Severe energy deficit upregulates leptin receptors, leptin signaling, and PTP1B in human skeletal muscle

Abstract

In obesity, leptin receptors (OBR) and leptin signaling in skeletal muscle are downregulated. To determine whether OBR and leptin signaling are upregulated with a severe energy deficit, 15 overweight men were assessed before the intervention (PRE), after 4 days of caloric restriction (3.2 kcal . kg body wt(-1).day(-1)) in combination with prolonged exercise (CRE; 8 h walking + 45 min single-arm cranking/day) to induce an energy deficit of similar to 5,500 kcal/day, and following 3 days of control diet (isoenergetic) and reduced exercise (CD). During cre, the diet consisted solely of whey protein (n = 8) or sucrose (n = 7; 0.8 g . kg body wt(-1).day(-1)). Muscle biopsies were obtained from the exercised and the nonexercised deltoid muscles and from the vastus lateralis. From PRE to CRE, serum glucose, insulin, and leptin were reduced. OBR expression was augmented in all examined muscles associated with increased maximal fat oxidation.

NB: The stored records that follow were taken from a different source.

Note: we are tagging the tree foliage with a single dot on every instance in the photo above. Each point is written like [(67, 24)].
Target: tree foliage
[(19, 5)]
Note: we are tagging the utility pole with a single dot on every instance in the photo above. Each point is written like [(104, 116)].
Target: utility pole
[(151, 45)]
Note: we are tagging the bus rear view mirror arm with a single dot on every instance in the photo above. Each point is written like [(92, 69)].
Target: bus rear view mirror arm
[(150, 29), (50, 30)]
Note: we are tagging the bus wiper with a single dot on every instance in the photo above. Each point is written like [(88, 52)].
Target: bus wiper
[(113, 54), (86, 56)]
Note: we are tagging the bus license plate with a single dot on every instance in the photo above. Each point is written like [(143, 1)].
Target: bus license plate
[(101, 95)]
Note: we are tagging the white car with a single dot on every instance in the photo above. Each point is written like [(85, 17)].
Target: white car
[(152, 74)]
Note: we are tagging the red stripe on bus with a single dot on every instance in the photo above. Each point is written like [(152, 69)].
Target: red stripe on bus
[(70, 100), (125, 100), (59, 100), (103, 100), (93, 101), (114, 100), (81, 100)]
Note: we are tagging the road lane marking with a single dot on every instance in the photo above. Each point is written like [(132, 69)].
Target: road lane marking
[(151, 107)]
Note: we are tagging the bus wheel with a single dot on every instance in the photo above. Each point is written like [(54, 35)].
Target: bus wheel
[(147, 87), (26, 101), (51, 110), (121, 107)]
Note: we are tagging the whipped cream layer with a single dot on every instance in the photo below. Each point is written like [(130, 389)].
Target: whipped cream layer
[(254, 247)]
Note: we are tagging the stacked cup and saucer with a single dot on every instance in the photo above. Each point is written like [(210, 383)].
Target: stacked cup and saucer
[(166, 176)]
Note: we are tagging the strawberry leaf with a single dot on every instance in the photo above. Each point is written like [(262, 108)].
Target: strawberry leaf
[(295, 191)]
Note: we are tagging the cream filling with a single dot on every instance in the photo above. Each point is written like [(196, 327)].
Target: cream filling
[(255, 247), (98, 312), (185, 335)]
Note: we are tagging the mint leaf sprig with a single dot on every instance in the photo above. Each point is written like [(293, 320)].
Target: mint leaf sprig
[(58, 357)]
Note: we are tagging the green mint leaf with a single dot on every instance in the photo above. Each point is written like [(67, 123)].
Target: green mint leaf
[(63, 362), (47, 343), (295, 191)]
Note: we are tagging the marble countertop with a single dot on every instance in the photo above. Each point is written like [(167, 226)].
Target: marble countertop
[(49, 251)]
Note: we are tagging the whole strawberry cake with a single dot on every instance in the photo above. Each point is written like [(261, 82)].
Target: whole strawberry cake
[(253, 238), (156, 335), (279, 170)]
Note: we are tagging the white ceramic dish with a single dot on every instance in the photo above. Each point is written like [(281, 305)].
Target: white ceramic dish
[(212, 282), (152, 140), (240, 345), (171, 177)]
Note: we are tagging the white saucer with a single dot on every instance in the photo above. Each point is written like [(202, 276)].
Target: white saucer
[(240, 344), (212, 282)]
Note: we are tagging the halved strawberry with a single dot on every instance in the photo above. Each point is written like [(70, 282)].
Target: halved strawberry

Compared with PRE, after CD, phospho-Tyr(1141)OBR, phospho-Tyr(985)OBR, JAK2, and phosphoTyr(1007/1008)JAK2 protein expression were increased in all muscles, whereas STAT3 and phospho-Tyr(705)STAT3 were increased only in the arms. The expression of protein tyrosine phosphatase 1B (PTP1B) in skeletal muscle was increased by 18 and 45\% after CRE and CD, respectively (P < 0.05). Suppressor of cytokine signaling 3 (SOCS3) tended to increase in the legs and decrease in the arm muscles (ANOVA interaction: P < 0.05). Myosin heavy chain I isoform was associated with obr protein expression (r = -0.75), phospho-Tyr(985)OBR (r = 0.88), and phospho-tyr(705)stat3/stat3 (r = 0.74). In summary, despite increased PTP1B expression, skeletal muscle OBR and signaling are upregulated by a severe energy deficit with greater response in the arm than in the legs likely due to SOCS3 upregulation in the leg muscles.